High microbial diversity or simply incorrect interpretation of data – how can we know for certain?
DNA-sequencing gives us the possibility to study the genetic code of all living organisms. Many researchers today take advantage of developments in molecular biology technology that have led to the development of massive parallel pyrosequencing.
Pyrosequencing technique generates enormous amounts of sequence data in a relatively short time. The tremendous amount of data generated can contain small errors called sequence noise that can be difficult to identify. Researchers from the University of Glasgow and Newcastle together with PhD student Anders Lanzén have developed an algorithm called "PayroNoise" that effectively reduces the noise from pyrosequencing data sets. The algorithm is presented in Nature Methods (9 Aug).

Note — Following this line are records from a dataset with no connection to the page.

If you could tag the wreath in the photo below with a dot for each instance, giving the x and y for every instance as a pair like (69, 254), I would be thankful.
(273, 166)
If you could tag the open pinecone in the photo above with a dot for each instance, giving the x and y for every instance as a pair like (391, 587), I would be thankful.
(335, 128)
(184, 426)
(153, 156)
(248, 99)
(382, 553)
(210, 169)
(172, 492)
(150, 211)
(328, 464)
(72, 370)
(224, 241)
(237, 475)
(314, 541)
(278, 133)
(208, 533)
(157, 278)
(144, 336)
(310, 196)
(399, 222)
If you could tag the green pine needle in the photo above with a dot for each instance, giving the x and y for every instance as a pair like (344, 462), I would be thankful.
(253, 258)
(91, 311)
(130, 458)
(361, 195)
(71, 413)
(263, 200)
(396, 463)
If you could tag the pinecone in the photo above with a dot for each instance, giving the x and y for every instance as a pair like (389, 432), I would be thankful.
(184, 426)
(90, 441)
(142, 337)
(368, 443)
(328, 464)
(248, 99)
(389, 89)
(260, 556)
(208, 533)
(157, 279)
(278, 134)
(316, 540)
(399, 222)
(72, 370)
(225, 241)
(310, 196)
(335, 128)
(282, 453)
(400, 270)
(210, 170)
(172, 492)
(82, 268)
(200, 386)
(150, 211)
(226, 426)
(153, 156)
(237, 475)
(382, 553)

In last week's BIOInfo Jarl Giske explains that "(rough translation) before the pyrosequencing technique was developed, molecular biologists studied the genetic sequence of one species at a time. It was not so many years ago that the first full genome for a species was mapped. Pyrosequencing makes it possible to study the genes from many species at the same time. It thus has opened up new possibilities for analyzing the biodiversity of a microbial community. The technique has revealed amazingly high levels of biodiversity in many different environments. However, there is an inherent challenge with the technique; it often includes data errors that many lead to biodiversity estimates that are often higher than the "real" values. The PyroNoise algorithm involves a series of applications that overcome this data noise."
Lanzén is a PhD student at the Centre for Geobiology and has worked at the Computational Biology Unit. His supervisor is Lise Øvreås.